To many outsiders, particularly businessmen, Colombia offers vast, untapped promise. If corruption and traffickers were eliminated, 80 percent of Colombia's problems would be resolved, they say. Colombia is home to some of Latin America's oldest universities, dating from the 1620s, and has an educated, skilled labor force.

"I believe that when an investor comes to Colombia, he becomes aware that there are problems but there are many more opportunities than problems," said Gianfranco Arfinungo, director of advertising giant J. Walter Thompson's Bogota office. "And there are people and there is talent, which is a very good combination."

Until this year, when economic woes surfaced for the first time, Colombia's economy had been growing at an average of 4 percent annually. But years of fiscal mismanagement, lower prices for Colombia's coffee and oil exports, and high risks for foreign investment stalled the economy. Additionally, inadequate banking and financial reforms contributed to the current recession.

But even the country's sustained economic growth, the only consistent positive note over the years, has not helped most of its citizens. More than half the population lives in poverty, and wealth is highly concentrated in few hands.

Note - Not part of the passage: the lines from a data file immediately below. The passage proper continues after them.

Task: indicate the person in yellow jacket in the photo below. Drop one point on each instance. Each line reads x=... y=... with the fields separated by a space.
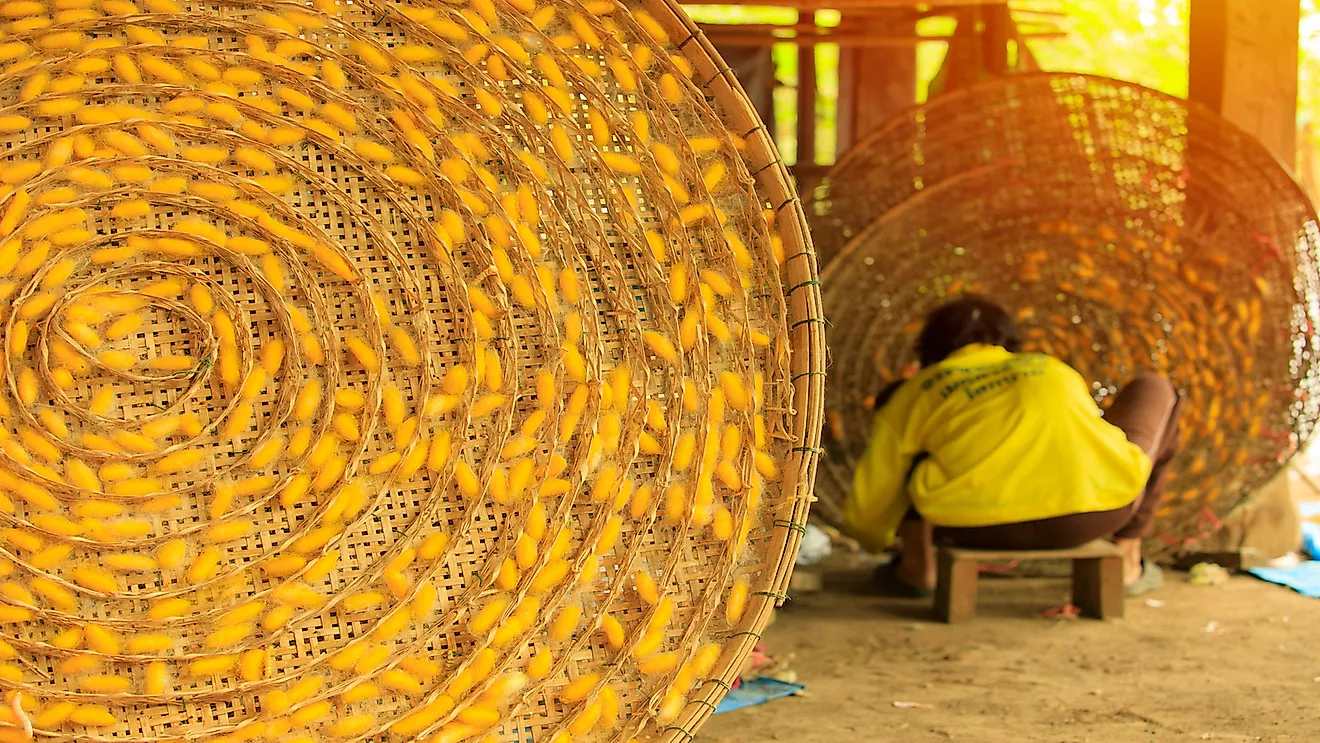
x=989 y=448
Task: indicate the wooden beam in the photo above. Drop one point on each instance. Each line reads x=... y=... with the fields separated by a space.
x=807 y=98
x=1244 y=65
x=875 y=82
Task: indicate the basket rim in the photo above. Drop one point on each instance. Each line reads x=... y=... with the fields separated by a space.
x=804 y=312
x=955 y=95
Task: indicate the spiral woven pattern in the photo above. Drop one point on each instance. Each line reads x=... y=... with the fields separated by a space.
x=390 y=371
x=1127 y=230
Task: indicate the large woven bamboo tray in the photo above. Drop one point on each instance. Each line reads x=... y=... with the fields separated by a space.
x=1129 y=231
x=374 y=371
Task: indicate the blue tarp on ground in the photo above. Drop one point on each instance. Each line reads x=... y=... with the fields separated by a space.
x=757 y=692
x=1304 y=578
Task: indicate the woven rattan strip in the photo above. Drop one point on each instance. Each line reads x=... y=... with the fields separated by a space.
x=1127 y=230
x=434 y=371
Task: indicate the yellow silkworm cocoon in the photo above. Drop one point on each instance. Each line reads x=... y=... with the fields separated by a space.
x=309 y=397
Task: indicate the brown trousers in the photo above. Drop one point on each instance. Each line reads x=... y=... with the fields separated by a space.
x=1147 y=411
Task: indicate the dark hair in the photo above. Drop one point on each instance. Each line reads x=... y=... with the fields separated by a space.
x=962 y=322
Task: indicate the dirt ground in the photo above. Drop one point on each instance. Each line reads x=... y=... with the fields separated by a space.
x=1232 y=663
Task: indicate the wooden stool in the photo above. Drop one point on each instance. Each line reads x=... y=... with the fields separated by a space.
x=1097 y=578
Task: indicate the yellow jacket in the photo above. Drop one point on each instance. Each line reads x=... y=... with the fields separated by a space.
x=1010 y=437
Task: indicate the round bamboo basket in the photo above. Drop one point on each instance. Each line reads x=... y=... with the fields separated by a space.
x=1129 y=231
x=434 y=372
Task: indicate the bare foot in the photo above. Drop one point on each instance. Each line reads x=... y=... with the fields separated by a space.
x=1131 y=550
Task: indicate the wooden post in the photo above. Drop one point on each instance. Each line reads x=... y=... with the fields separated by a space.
x=807 y=98
x=1244 y=65
x=875 y=83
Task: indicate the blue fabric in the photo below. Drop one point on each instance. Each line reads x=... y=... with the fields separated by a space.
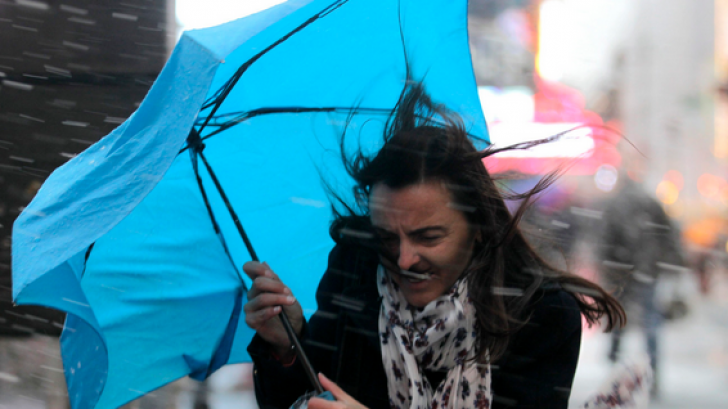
x=159 y=296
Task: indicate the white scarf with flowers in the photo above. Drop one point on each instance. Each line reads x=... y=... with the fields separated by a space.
x=439 y=337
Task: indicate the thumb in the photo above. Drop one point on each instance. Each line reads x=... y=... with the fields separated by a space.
x=335 y=390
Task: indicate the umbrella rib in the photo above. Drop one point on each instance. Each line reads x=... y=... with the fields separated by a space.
x=227 y=88
x=195 y=140
x=242 y=117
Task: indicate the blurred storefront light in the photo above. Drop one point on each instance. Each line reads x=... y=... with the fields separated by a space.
x=676 y=178
x=713 y=187
x=192 y=14
x=606 y=178
x=509 y=104
x=553 y=35
x=667 y=192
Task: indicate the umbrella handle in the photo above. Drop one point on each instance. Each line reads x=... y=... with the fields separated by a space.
x=307 y=367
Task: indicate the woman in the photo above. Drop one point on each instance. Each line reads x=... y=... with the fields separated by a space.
x=429 y=284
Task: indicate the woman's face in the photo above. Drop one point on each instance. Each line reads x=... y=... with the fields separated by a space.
x=421 y=232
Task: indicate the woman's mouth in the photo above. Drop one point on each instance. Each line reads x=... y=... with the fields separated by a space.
x=414 y=277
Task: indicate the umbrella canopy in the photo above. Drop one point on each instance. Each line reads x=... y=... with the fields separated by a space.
x=133 y=240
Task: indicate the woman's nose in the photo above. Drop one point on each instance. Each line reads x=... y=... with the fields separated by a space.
x=408 y=256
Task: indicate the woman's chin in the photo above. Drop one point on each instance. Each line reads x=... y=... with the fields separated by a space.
x=418 y=298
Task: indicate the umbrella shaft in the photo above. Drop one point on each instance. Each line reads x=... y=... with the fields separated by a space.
x=300 y=354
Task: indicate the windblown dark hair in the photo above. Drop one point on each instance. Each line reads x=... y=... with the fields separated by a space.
x=426 y=142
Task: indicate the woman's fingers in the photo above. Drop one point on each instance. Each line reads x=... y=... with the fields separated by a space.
x=266 y=300
x=342 y=397
x=255 y=269
x=318 y=403
x=332 y=387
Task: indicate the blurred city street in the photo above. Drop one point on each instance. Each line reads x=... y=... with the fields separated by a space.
x=627 y=92
x=694 y=376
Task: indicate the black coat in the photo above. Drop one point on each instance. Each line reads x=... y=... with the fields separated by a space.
x=342 y=341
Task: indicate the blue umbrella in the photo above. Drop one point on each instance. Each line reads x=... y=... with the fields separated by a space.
x=133 y=239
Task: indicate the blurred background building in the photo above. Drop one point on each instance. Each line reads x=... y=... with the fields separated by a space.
x=653 y=71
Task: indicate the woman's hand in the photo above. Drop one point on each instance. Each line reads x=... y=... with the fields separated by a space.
x=266 y=297
x=343 y=400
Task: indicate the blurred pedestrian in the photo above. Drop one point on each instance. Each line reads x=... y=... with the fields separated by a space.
x=638 y=243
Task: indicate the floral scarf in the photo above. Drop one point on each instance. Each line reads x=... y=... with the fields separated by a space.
x=439 y=337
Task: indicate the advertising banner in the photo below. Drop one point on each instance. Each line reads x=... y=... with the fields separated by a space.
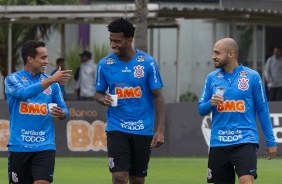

According to Social Watch, an international watchdog agency, five major consortiums control 92 percent of the financial sector's assets, and 48 percent of the land is in the hands of 1.3 percent of landowners.

Colombia is the world's second-largest coffee producer behind Brazil and the second-largest flower exporter after the Netherlands. But it tops the list in producing cocaine and exports a growing share of heroin that is flooding U.S. cities.

It holds rich deposits of natural gas, coal and oil fields. If it weren't for all its troubles, the country would be self-sufficient.

"We have had such an unusual experience," said Professor Losada. "With relative economic stability since the 1940s, Colombia may be the only country where the gross domestic product had never diminished."


Despite the adversities, Colombians are resilient.

Culturally, Colombia is one of the richest Spanish-speaking countries. Its Castillian Spanish is highly admired for linguistic purity. Its literature is best exemplified by 1982 Nobel Laureate Gabriel Garcia Marquez, Colombia's pride and a world-renowned novelist and journalist affectionately known by the masses as "Gabo." The country's music industry has seen a rebirth as of late with international stars such as pop sensation Shakira and folklore-inspired Carlos Vives singing Colombia's hopes and longings to the world.

Colombians' entrepreneurial spirit and determination are best reflected by the common term rebusque, which describes the view that no matter what, they will survive anything.

President Andres Pastrana is trying his best to change the course of Colombian history. Even his most ardent critics concede that there is a glimmer of hope behind his carrot-and-stick approach to the peace process, which has him strengthening the military with U.S. support while negotiating with the rebels.

There is also a history of anti-U.S. sentiment in Colombia that stems from the United States promoting the 1903 independence of Panama, which was once part of Colombia. But despite that, some Colombians have supported calls for a full-fledged U.S. military intervention because of the scale of the unrest.

The stalemate between the government and guerrilla forces on the battlefield prevents both sides from eliminating the other and has led to the current talks.

Although peace signs and ribbons fill decals, fluttering white flags and large road signs throughout Colombia, peace seems far away. It is a difficult concept to grasp in the face of weekly massacres, kidnappings, the displacement of nearly 1.5 million people.

Moreover, the talks have not included right-wing forces or smaller, leftist groups.

"Peace. It's a cheapened discourse," said Professor Gonzalo Medina, who teaches mass communications at the University of Antioquia in Medellin.

This year, the university has endured three politically motivated slayings on or near campus.

As Medina said, "They kill in the name of peace; they massacre in the name of peace; and people disappear in the name of peace."